Review Questions
----------------------
IMPORTANT: Please note that there is no guarantee that the questions in the final will be anything like the review questions. These questions are just a sampling of the material and should NOT be considered a substitute for going through the lectures and the textbook.
n-gram language model
=====================
-- Why are language models useful in NLP? What are some NLP applications that use n-gram LMs?
-- What is the operative assumption that allows us to build n-gram LMs?
-- How would you compute the maximum likelihood estimate for the bigram probability P(w1,w2)?

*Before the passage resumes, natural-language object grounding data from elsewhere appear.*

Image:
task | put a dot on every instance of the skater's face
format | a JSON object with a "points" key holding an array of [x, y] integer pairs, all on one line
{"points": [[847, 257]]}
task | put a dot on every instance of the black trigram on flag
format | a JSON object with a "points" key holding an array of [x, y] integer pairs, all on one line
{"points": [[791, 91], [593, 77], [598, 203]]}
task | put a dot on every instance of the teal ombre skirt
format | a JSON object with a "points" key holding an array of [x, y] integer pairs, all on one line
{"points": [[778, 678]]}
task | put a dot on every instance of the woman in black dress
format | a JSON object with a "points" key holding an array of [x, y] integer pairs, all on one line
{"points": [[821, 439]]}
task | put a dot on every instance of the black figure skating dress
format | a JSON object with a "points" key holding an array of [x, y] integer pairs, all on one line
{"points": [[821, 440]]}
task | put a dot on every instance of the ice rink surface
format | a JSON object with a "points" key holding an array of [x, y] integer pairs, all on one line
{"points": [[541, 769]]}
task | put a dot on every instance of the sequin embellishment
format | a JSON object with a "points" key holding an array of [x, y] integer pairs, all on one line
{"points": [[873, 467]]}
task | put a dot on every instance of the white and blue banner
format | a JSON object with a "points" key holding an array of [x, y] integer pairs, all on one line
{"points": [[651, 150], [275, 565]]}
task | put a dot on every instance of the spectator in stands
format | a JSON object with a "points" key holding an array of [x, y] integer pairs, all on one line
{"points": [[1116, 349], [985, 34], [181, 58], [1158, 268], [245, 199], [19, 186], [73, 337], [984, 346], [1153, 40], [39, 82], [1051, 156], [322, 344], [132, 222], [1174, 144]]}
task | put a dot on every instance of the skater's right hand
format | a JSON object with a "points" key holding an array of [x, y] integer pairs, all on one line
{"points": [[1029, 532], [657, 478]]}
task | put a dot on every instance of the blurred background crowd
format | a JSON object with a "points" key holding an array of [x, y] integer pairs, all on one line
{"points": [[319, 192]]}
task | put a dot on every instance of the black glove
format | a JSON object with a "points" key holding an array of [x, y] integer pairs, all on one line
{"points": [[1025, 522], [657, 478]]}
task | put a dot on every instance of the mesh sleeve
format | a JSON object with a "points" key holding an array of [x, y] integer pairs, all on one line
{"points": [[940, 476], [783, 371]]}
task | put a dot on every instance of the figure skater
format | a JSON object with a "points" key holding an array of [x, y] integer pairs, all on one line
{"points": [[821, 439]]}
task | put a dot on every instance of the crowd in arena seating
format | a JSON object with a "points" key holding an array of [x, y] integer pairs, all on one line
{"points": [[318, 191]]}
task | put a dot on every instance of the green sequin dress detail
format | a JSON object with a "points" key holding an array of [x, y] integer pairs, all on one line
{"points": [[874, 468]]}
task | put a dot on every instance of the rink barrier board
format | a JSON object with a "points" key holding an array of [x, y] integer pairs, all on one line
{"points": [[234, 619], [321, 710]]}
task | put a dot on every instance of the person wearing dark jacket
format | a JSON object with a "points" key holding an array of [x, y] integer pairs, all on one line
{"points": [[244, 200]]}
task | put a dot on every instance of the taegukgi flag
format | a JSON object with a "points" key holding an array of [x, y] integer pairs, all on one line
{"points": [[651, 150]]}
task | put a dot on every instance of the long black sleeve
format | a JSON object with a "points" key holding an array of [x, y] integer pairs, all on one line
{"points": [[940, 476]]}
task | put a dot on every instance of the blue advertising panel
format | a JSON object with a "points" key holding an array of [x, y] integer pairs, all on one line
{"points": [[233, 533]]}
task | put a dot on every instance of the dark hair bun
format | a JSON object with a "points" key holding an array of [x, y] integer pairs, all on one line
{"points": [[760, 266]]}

-- What are the two problems associated with scaling n-gram language models to higher n?
-- Why is smoothing necessary? Why is it also called discounting?
-- Is Laplace's law an effective smoothing technique? Why/Why not?
-- Derive the expression for the bigram conditional probability under Laplace's law P_LAP(w2|w1).
-- Prove that Good-Turing is actually performing discounting (not a formal proof, just an intuitive one).
-- Given a corpus with N tokens, V types, B unique bigrams and the (r,Nr) distribution from the example in the lecture slides (second slide on page 30 in the pdf), explain how you would go about performing Good-Turing discounting.
-- Is it ok to use the MLE P(w1) as the denominator when computing P_GT(w2|w1)? Why/Why not?
-- Is it a good idea to perform Good-Turing discounting uniformly,i.e., for all r? If not, what possible alternatives do we have?
-- What is the difference between interpolation and backoff (in the context of LMs)?
-- Can I perform backoff with regular MLEs of n-gram probabilities or do I need to do discounting first?
-- Does Katz Backoff yield well-formed probability estimates?
-- What are grammatical zeros? Can Katz Backoff deal with genuine grammatical zeros?
-- What is the other disadvantage of Katz Backoff?
-- Is the unigram model P_{cont} in Kneser Ney smoothing different from a regular MLE unigram model? If so, how? Why is it useful?
-- What is the difference between closed vocabulary and open vocabulary language modeling?
-- What is perplexity? Why is it an appropriate measure for evaluating LMs? Intuitively, can you say if perplexity differs significantly from entropy?
-- Why do closed vocabulary scenarios lead to lower perplexities?
-- Why would testing a newswire-trained LM on blogs yield higher perplexities?
WSD questions
============
-- What is the difference between homonymy and polysemy?
-- What is a synset?
-- What do the edges in WordNet represent?
-- What are hypernyms?
-- What are meronyms?
-- What is the difference between the lexical sample task and the all-words WSD tasks?
-- What are some commonly used features in a WSD task?
-- Give example of an extrinsic evaluation of a WSD system?
-- What is Senseval/SemEval?
-- What is sense-annotated data? Why is it needed?
-- What do knowledge-lean and a knowledge-rich WSD approaches mean?
-- What are supervised, unsupervised, and semi-supervised WSD approaches?
-- Describe Lesk's WSD algorithm?
-- Describe Yarowsky's cotraining algorithm for WSD?
-- What is the difference between word sense disambiguation and word sense discrimination?
-- Give two ways in which the basic Lesk algorithm can be improved.
-- What are training and test data?
-- Why does more training data give better results?
-- What is the Naive Bayes Algorithm for WSD?
-- What is a decision list?
-- What are collocations?
-- Why is Yarowsky's algorithm appealing?
-- What are its drawbacks?
Semantic Distance
===============
-- What is the difference between semantic similarity and semantic relatedness?
-- Give examples of how semantic distance algorithms are evaluated?
-- Understand the edge-distance, Wu Palmer, Hirst--St. Onge, Resnik, and Jiang Conrath methods.
-- What is the basic idea behind distributional measures of similarity?
-- What is information content?
-- What are the differences between WordNet-based and distributional measures of similarity?
Clustering
========
-- What is text clustering?
-- How does partitional clustering work?
-- What are first-order and second-order co-occurrences?
-- What are intra-cluster and inter-cluster distances?
MT, IR, Speech
==============
For the guest lectures on MT, IR and Speech processing, we will most likely ask you very high-level questions that do not go into any significant technical detail but rather test your understanding of the basic concepts that the lectures touched on.
For example, one such question for MT might ask you to identify and briefly describe the various components of a typical phrase-based SMT system. This is something that Philip covered in great detail in the class.